Das Leid mit den garstigen Geschwistern
1994, also im Jahr des offiziellen Endes der Apartheid, veröffentlichte Deon Meyer seinen ersten Roman. Recht spät für einen, dessen Werke mittlerweile in über zwanzig Ländern erscheinen. Schuld daran sind seine beiden Brüder Bertus und François, gaben sie ihm als 14-jährigen eine derart herbe Kritik zu seinem frühen Schaffen, dass er fortan die Finger von der Fiktion ließ und sich für den Beruf des Journalisten entschied. Ein tiefes erzählerisches Bedürfnis können aber auch die garstigsten Brüder nicht vollends zerstören. 1999 folgte sein zweites Buch, das erst ins Englische, 2005 auch ins Deutsche übersetzt wurde: »Der traurige Polizist« (Feniks, Phoenix). Zu dieser Zeit war Deon Meyer noch der einzige Crime-/Thriller-Autor Südafrikas. Einzig die Erben des britischen Autors James McClure könnten ob dessen Geburtsstadt Johannesburg hier noch Rechte geltend machen. Mittlerweile hat der »Mankell Südafrikas«, wie Rezensenten Deon Meyer oft nennen, allerdings einige Konkurrenz bekommen. Das bringt zunehmende Demokratisierung so mit sich. Der vierfache Vater und Mozart-Fan lebt mit seiner Familie als Weißer unter Weißen in der Nähe von Kapstadt, hat aber auch ein Domizil in der Karoo, einer Halbwüste nordöstlich von Kapstadt. Hier in der Stadt Loxton lebt auch einer seiner Protagonisten, der Einzelgänger und Personenschützer Lemmer. So wie die Polizisten Bennie Griessel und Mat Joubert hat auch Lemmer einen festen Platz in der Charaktere-Galerie. Deon Meyer greift auf sie zurück, so wie er sie braucht. Im Vordergrund steht für ihn die Geschichte. Macht er dann aber wie in »Weißer Schatten« Lemmer zum Ich-Erzähler, darf der die Geschichte durchaus auch mit beeinflussen.

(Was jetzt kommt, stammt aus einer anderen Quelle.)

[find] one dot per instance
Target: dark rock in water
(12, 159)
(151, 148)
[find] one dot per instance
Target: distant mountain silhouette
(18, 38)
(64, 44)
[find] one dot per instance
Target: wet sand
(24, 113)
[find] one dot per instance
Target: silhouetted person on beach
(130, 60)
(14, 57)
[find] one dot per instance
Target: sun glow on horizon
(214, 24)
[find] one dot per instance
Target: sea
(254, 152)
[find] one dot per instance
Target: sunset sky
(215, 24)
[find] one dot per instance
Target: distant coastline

Traue niemandem – vor allem keinen kleinen Frauen
Lemmer hat so seine Regeln. Eine davon lautet, niemandem zu trauen, vor allem keinen kleinen Frauen. Dumm nur, dass der freiberufliche Personenschützer von seiner Auftraggeberin ausgerechnet eine solche als Klientin zugewiesen bekommt. Wirklich eine Wahl zu haben, glaubt Lemmer nicht. Er geht davon aus, dass die Chefin von Body Armour in ihm dasselbe sieht wie er selbst: white trash, armen weißen Afrikaaner-Dreck. In miesen Verhältnissen aufgewachsen, hat Lemmer längst seinen Vornamen abgelegt. Nicht länger will er nach seinem prügelnden Vater benannt sein. Früh fielen entscheidenden Stellen seine – geerbten? anerzogenen? – Kompetenzen auf: sein Jähzorn und seine Gewaltbereitschaft. Als Regierungsangestellter konnte er sich diverse Minister lang beherrschen, um dann doch die Kontrolle zu verlieren und im Gefängnis zu landen. Nun glaubt Lemmer, der keine Waffe mehr tragen darf, auf der Preisliste von Body Armour ganz unten zu stehen. Seine kleine Klientin wie ein Unsichtbarer dabei zu begleiten, ihren längst für tot erklärten Bruder lebend im Kruger-Nationalpark zu finden, hält er für einen durchaus machbaren, wenn auch nicht erfolgversprechenden Job. Niemals hätte er diesen Auftrag erhalten, wenn sie tatsächlich Schutz bräuchte. Denkt Lemmer. Und startet in eine Geschichte, die ihn quer durch Südafrikas Wildnis und Geschichte führt und ihm bald mächtig über den Kopf wächst.
Schnalzend den Tafelberg rauf und runter
Wie Lemmer haben auch Deon Meyers andere Protagonisten ihre Päckchen zu tragen. Sei es die Alkoholsucht von Bennie Griessel oder der Schwermut Mat Jouberts. Das könnte schnell abdriften in die Art von Charakterstudie, die einer Crime Story schnell den Thrill nehmen kann. Doch das passiert bei Deon Meyer nicht. »Dreizehn Stunden« beginnt mit der verzweifelten Flucht einer jungen Frau vor ihren Verfolgern. Über den Löwenberg geht es, den Tafelberg rauf und runter, und dabei hält Deon Meyer das Tempo dieser Jagd atemberaubend hoch. Zeitgleich zerreißt sich der mittlerweile trockene Bennie Griessel zwischen gleich zwei Mordfällen an einem Tag. Seine jungen Kollegen soll er anleiten, den eher schüchternen Xhosa Vusumuzi Ndabeni unterstützend fordern, während er den ‚Farbigen‘ Fransman Dekker mit seiner offen vorgetragenen Feindseligkeit immer wieder mäßigen muss. Die Sympathie aber geht mit beiden Figuren: Keiner hat es in Südafrika schwerer als jene, die weder richtig schwarz noch weiß sind. Und den Xhosa muss man schon ob seiner unfassbar beeindruckenden Muttersprache lieben, die reich an ungewöhnlichen Konsonanten und Schnalzlauten ist und deshalb so klingt, als hätte George Lukas sie erfunden. Wenn ich also einen Einstieg in die Welt des Deon Meyer empfehlen kann, dann sind es seine »Dreizehn Stunden« quer durch Kapstadt. Nicht nur, weil er es seinen garstigen Brüdern gewidmet hat. Ich jedenfalls habe mich noch nicht durch die komplette Reihe des Deon Meyer gelesen, da hoffe ich schon, dass er noch oft auf seinem BMW Motorrad durch sein Südafrika reisen und uns hinterher davon erzählen wird.